The Government is set to announce measures in the coming days to support businesses struggling with commercial rent during the Covid-19 lockdown.
After wages, rent and utility costs are the next biggest issue many employers are grappling with after the pandemic sent shockwaves through New Zealand's economic infrastructure.
Finance Minister Grant Robertson said more details would be coming, concerning commercial landlords and rents during the lockdown period. It comes after the Government made swift changes to residential rental properties, placing a rent rise freeze for six months and altering eviction rules.
The Epidemic Response Committee, led by National's Simon Bridges, which has been set up to scrutinise the Government's response to coronavirus, yesterday focused on health and today pulled apart the economic plan and policies since the Covid-19 fallout.
Lockdown impact on business
Economist Shamubeel Eaqub warned the committee of the "unchartered waters" the country has found itself in after the sudden stop to the economy, saying the Government needed to be "quite careful" about extending New Zealand's Alert Level 4 lockdown, which is set to last for a minimum of four weeks.

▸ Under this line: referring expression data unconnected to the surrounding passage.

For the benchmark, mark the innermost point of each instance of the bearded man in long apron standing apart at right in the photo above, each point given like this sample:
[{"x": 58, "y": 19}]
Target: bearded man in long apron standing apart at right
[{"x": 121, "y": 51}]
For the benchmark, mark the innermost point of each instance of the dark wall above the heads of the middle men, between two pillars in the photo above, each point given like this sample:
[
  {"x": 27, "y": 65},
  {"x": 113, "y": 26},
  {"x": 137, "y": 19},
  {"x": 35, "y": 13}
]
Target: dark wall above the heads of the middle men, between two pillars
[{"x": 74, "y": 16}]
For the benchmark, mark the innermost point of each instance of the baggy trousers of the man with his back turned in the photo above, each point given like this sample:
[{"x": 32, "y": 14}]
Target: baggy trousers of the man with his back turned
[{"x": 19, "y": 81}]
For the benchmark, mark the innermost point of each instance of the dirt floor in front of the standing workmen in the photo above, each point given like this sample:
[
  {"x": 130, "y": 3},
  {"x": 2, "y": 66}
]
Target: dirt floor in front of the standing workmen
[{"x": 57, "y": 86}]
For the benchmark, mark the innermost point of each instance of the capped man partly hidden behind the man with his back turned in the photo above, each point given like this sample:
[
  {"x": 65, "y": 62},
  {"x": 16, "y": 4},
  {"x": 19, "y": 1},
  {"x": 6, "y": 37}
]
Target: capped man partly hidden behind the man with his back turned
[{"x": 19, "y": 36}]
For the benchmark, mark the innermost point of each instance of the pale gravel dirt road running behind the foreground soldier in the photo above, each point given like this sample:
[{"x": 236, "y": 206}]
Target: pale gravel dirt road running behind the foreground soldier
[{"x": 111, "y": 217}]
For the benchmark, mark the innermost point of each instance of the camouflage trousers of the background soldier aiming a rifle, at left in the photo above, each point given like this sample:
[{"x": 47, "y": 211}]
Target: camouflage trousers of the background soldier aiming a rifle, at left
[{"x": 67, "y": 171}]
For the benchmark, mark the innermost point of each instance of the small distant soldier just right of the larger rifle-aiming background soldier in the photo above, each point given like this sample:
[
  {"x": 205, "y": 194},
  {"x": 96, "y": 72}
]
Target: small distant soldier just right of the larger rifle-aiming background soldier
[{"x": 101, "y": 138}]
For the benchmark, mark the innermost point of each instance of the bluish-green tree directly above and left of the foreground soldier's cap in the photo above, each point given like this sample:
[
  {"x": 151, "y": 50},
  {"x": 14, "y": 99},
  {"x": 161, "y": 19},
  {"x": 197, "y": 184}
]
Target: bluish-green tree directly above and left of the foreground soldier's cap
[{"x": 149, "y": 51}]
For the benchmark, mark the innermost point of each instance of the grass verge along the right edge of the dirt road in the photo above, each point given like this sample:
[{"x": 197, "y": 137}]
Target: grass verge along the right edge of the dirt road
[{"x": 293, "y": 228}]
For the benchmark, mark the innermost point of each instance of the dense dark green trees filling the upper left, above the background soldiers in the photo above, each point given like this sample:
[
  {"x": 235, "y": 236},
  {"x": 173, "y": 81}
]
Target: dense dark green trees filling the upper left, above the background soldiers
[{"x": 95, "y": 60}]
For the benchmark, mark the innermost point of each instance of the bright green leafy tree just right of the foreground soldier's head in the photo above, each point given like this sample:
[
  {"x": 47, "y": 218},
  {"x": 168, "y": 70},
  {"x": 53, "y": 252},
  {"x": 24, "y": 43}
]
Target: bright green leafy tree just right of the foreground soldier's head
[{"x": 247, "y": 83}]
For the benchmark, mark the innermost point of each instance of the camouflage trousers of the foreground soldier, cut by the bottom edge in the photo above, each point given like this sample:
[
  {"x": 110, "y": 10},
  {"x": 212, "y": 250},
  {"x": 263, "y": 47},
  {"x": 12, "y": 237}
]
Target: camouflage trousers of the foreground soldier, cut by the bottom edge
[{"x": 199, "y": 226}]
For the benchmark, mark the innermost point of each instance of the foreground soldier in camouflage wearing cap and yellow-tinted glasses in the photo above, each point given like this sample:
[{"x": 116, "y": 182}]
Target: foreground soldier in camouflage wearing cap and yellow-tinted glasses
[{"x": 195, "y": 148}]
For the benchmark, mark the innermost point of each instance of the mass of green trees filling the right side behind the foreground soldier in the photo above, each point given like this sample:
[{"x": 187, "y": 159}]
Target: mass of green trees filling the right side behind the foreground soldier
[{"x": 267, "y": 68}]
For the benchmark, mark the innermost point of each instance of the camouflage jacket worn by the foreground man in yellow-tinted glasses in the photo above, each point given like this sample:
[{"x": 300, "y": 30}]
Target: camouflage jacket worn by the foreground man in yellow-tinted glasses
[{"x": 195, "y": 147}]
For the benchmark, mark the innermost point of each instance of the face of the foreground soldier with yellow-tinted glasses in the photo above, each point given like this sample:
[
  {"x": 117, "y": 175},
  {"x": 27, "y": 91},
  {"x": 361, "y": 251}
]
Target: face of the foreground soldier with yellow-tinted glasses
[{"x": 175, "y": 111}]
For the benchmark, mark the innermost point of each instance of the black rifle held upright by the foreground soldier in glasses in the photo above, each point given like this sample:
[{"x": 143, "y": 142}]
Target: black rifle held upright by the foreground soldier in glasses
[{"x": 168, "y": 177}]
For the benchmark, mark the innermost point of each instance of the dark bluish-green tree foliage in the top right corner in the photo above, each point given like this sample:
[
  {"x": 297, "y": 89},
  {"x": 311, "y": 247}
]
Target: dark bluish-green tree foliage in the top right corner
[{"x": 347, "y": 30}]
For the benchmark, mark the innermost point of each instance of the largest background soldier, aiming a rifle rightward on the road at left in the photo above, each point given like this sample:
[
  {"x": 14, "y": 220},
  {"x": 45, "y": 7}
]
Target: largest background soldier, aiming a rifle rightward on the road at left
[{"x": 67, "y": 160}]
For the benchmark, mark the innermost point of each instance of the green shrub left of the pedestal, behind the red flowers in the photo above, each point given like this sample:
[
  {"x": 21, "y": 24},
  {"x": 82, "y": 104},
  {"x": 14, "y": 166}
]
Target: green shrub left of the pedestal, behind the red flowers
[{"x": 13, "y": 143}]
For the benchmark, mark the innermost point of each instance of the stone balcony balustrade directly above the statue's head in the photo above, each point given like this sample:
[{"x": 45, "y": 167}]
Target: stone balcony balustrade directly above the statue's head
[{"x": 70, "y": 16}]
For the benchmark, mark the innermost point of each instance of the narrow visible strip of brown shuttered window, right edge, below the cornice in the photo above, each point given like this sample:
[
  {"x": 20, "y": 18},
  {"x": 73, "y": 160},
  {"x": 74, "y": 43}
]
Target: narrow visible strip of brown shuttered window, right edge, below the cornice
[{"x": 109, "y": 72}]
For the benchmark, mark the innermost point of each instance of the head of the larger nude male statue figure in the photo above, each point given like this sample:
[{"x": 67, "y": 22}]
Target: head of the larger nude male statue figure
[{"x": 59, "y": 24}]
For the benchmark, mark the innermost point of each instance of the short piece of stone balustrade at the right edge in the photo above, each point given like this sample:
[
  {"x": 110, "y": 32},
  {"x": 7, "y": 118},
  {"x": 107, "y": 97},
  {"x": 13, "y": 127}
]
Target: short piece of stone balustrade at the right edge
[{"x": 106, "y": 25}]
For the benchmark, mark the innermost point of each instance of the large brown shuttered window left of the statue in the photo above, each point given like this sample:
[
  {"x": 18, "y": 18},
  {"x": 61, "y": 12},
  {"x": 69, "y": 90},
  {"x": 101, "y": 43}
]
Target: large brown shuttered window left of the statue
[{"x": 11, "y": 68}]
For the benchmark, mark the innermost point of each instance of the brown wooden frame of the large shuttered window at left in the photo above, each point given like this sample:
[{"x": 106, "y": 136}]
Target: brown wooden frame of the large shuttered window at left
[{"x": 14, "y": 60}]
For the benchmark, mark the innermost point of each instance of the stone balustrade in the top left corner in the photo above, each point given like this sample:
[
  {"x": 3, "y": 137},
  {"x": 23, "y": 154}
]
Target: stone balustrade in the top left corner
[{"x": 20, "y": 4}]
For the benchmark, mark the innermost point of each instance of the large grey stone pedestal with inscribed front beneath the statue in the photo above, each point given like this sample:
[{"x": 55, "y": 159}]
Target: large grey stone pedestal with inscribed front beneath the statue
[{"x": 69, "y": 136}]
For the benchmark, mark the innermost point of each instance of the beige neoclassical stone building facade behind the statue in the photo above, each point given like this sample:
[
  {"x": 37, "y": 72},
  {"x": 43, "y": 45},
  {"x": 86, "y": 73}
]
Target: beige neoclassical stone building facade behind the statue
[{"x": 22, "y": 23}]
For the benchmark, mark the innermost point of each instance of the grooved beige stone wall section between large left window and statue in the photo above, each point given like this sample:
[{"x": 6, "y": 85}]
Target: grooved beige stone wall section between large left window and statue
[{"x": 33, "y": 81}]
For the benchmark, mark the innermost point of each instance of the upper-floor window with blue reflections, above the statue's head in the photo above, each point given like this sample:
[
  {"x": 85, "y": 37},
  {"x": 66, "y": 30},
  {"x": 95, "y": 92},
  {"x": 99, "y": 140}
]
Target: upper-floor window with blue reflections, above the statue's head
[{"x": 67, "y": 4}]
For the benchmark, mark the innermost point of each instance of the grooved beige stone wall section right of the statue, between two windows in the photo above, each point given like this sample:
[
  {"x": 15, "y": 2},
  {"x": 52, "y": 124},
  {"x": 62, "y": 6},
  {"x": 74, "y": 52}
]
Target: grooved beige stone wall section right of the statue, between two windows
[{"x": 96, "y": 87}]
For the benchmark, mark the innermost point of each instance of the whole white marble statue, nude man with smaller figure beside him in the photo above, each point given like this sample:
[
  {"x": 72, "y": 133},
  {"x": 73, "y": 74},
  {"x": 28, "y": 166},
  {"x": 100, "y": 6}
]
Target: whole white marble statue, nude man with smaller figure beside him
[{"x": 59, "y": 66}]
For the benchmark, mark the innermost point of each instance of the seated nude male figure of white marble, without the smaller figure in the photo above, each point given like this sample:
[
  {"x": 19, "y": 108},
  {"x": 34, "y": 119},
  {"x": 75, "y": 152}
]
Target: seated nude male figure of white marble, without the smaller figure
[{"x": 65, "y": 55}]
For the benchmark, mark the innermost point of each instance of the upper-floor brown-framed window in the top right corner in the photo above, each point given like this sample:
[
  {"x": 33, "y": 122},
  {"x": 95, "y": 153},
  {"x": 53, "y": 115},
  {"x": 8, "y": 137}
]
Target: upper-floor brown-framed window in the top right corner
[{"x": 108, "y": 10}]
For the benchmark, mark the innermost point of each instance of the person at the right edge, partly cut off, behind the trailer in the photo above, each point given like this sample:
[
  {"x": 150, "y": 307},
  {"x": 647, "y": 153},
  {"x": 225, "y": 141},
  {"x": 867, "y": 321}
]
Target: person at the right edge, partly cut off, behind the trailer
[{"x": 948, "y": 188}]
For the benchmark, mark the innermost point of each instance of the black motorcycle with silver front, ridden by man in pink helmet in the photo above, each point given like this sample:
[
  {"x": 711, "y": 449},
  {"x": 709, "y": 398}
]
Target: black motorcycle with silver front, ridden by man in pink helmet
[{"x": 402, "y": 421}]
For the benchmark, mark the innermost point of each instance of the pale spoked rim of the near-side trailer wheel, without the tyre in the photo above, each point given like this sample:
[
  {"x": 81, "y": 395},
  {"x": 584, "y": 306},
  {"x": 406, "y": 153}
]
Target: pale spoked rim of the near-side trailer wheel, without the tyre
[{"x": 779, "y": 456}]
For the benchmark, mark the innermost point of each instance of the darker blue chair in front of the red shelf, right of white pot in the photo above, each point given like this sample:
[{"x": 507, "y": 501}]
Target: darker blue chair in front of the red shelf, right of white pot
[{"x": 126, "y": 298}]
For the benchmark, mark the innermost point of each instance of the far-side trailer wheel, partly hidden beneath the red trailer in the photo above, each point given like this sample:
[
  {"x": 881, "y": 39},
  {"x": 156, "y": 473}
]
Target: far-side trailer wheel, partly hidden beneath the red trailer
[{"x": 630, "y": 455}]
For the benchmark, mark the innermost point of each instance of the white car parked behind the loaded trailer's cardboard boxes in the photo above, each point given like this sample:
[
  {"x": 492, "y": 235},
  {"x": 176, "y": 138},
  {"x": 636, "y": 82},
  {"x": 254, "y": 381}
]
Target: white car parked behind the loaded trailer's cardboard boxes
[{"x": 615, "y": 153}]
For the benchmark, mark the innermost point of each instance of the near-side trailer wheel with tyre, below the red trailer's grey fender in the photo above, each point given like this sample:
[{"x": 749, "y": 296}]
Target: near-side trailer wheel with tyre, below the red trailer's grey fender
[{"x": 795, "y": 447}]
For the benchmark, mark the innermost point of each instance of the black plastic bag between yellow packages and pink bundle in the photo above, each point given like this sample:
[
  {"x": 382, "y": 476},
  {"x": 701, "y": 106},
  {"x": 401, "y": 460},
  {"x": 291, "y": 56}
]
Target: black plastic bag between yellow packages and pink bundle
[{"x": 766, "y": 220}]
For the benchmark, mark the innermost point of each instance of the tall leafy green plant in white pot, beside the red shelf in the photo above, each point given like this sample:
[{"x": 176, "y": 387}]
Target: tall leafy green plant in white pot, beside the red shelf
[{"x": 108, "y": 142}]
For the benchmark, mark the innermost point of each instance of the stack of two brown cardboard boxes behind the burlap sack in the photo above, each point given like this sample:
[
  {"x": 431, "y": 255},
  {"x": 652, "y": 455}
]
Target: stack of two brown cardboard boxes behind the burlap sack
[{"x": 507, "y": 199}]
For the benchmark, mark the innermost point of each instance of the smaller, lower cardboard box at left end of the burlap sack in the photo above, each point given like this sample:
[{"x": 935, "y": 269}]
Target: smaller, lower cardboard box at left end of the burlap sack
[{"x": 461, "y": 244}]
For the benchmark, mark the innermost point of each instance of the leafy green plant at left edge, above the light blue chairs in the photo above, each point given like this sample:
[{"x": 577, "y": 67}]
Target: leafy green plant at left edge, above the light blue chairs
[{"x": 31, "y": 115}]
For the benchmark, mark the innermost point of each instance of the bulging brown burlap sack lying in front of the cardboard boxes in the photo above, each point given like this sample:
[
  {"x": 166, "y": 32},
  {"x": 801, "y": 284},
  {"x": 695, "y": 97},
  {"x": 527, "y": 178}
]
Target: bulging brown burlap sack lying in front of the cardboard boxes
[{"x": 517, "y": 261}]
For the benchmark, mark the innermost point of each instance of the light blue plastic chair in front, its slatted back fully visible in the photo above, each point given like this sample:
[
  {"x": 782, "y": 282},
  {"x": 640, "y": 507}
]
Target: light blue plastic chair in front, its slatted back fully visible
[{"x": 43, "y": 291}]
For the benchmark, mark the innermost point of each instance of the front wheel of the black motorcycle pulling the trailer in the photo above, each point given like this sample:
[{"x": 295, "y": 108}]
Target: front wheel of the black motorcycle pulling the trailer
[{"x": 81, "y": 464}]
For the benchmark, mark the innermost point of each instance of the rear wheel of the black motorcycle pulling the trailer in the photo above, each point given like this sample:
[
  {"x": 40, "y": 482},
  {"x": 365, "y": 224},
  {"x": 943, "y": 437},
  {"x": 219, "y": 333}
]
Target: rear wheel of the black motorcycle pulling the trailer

"We will see many more businesses fail the longer this lockdown goes, unless there are many more generous provisions."
That was partially due to the build up of costs of commercial rent and utilities, on top of wages, while businesses were unable to operate.
He also said the country should be prepared for a big increase in demand for the welfare system after Level 4 lifts due to border changes and global uncertainty, and that "new entrants to the workforce are going to find it very challenging, probably going to be delayed in their careers by many years".
"I think the global backdrop is going to be very challenging compared to past recessions... It is going to be a very expensive recession."
Grant Robertson spoke of the "no regrets" approach the Government has taken to spending during the Covid-19 pandemic, after billions was poured into the response in just a matter of weeks.
Mr Robertson said that means "there will be mistakes" made, due to the Government making decisions rapidly to respond to issues quickly.
Mr Robertson acknowledged rent and utilities were a big cost for SMEs, and revealed the Government was working with the sector to create a package to "deal with that" - including further potential changes to the tax system.
He also said an update to the law around insolvency would be expected soon.
The Covid-19 economic fallout would move net debt "well beyond" the Government's rule of staying between 15-20 per cent of GDP - sitting at 19.2 per cent in Treasury's last interim statement - Mr Robertson said.
"GDP is going to take a serious hit, as well unemployment and I have no doubt this shock is a quantum greater than the GFC."
This was echoed by Treasury's Caralee McLiesh, who said they were still finalising numbers, but said Covid-19 would cause a "severe and negative contraction in the economy".
She said other forecasts they were looking at predicted a reduction in GDP of between 10-17 per cent for the June quarter and a "very significant" increase to unemployment which could range between five per cent to "double digits".
New Zealand's unemployment rate sat at four per cent for the December 2019 quarter, according to Stats NZ.
Wage subsidy scheme
Reaching $4.2 billion paid out yesterday, Mr Robertson expected that figure to rise to $5 billion today.
Mr Bridges questioned Mr Robertson on the amount paid out under the scheme, asking whether the amount was enough to keep workers in some jobs, suggesting it be moved up to the median wage.
He called a potential increase a "much more realistic proposition for larger and higher wage businesses".
The scheme is $585.80 per week for full-time workers and $350 for part-time workers. It is paid in a lump sum over seven weeks. Overall, a full time worker's total payment is $7,029.60.
Mr Robertson said the level was chosen as it was the maximum level of the Paid Parental Scheme, but they would continue monitoring it.
The estimated cost of the wage subsidy scheme jumped in only ten days from $5.1b on March 17, to an estimated cost of between $8b to $12b on March 27.
The minimum wage rose to $18.90 an hour today from $17.70 an hour, which would mean an extra $48 a week for Kiwis working full-time.
When asked of the strain this could put on already struggling business, Mr Robertson said he had confidence businesses were "ready" for the increase and reiterated he would monitor the wage subsidy scheme.
The Opposition had been calling for the Government to put off the rise, saying businesses were "already facing huge financial struggles" due to the coronavirus pandemic.